I miei compagni sono già arrivati: sono quelli del laboratorio di teatro, una decina in tutto. La prof è con loro. Hanno recuperato dei costumi di scena e dovrebbero sembrare dei pastori. Fuori fanno una gran confusione, ma sulle scale scende uno strano silenzio. Saliamo piano, ognuno prende dai banchetti qualcosa e arriviamo in cima che tremo. La prof mi prende la mano e mentre suono il campanello la stringe.
“Chi è?” si sente urlare.
“Sono io, mamma,” rispondo.
Quando apre quasi nemmeno li vede. Poi si gira di scatto, mette a fuoco la scena, vede me, la mia prof e un gruppetto di ragazzini malamente agghindati. Arretra d’istinto, urla “no” e richiude forte la porta.
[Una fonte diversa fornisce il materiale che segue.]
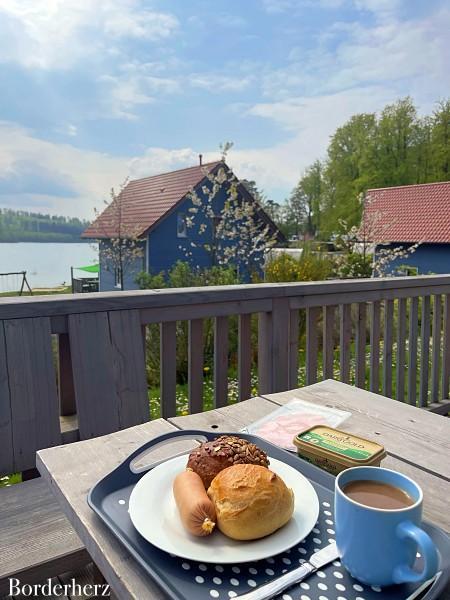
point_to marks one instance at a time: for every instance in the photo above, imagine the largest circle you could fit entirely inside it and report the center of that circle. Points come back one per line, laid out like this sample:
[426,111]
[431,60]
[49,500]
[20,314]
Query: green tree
[440,141]
[397,128]
[350,169]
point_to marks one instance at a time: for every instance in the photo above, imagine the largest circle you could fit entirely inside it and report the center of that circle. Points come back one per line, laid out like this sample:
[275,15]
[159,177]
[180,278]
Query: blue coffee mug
[378,546]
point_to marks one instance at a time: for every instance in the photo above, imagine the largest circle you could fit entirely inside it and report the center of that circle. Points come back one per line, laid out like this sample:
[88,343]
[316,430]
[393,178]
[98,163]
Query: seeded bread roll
[212,457]
[250,501]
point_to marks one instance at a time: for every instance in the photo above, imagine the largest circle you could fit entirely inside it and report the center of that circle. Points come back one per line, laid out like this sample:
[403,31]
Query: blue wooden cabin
[399,217]
[155,210]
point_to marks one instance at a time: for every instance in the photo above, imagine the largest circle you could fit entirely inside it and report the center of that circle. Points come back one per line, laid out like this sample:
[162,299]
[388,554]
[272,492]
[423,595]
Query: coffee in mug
[377,494]
[378,513]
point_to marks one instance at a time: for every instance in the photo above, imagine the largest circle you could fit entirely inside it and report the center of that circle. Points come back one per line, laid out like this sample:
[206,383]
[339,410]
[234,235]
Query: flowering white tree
[360,242]
[236,233]
[123,246]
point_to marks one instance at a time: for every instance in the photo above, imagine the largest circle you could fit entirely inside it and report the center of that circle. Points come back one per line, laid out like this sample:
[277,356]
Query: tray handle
[158,442]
La sento piangere, oltre il battente. Un singhiozzo soffocato da tanto, che adesso esce e non le va di mostrare. Ho gli occhi lucidi anch’io, ma non ho più paura. So che fra un attimo apre. Il tempo denso in cui affonda l’attesa cancella ogni suono che non arrivi da dentro. Dei passi, un tocco, fruscio di stoffa, forse un fazzoletto al naso che cola. Poi la sento chiamare mio padre: “Nicola, vieni a vedere.”
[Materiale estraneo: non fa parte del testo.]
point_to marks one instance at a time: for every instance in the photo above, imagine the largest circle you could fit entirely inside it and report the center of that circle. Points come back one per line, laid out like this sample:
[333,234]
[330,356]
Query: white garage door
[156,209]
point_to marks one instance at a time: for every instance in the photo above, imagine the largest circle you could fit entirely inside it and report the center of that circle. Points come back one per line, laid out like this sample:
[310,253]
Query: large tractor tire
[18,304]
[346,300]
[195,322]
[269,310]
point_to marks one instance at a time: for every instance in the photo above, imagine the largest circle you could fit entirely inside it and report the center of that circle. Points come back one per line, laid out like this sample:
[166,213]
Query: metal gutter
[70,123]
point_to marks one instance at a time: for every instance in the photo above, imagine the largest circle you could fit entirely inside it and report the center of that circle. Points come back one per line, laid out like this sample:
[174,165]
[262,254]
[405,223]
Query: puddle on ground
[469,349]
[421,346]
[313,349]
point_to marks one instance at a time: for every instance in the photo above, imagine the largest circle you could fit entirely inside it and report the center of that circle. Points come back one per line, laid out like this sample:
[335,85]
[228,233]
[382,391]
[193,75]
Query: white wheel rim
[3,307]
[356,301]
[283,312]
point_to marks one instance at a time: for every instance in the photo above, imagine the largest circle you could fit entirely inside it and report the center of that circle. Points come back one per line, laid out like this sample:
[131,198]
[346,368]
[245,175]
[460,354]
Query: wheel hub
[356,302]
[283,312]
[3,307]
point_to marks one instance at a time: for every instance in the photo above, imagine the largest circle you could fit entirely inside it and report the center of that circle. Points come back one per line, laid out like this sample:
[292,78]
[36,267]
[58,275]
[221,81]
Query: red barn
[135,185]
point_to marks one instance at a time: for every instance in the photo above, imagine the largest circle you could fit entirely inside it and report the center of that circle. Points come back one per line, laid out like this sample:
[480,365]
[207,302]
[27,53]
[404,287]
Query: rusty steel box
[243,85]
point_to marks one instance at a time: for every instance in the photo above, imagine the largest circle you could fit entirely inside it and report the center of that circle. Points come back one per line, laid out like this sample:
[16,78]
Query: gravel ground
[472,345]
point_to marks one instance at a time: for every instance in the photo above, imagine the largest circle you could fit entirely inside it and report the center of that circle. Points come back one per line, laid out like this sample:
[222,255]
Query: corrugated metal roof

Gira la chiave e respira. Quando ricompare, sono lì tutti e due, gli occhi gonfi e l’impaccio di non essere pronti a ciò che sta per accadere.
“È qui che è nato un bambino?” chiedo entrando.
Mia sorella è in sala, col piccolo in braccio, e stenta a capire. Sente “permesso” con dieci voci diverse. Poi i regali, i biscotti, fiori e rane di carta, il mondo chiuso fuori per mesi che si affaccia di colpo e la viene a cercare. Mi guarda e scuote la testa, poi allarga un sorriso.
Io cerco con gli occhi la prof, lei si lascia trovare. “Il Natale,” mi ha sussurrato a un orecchio poco fa sulle scale, “è una porta che finalmente si apre.”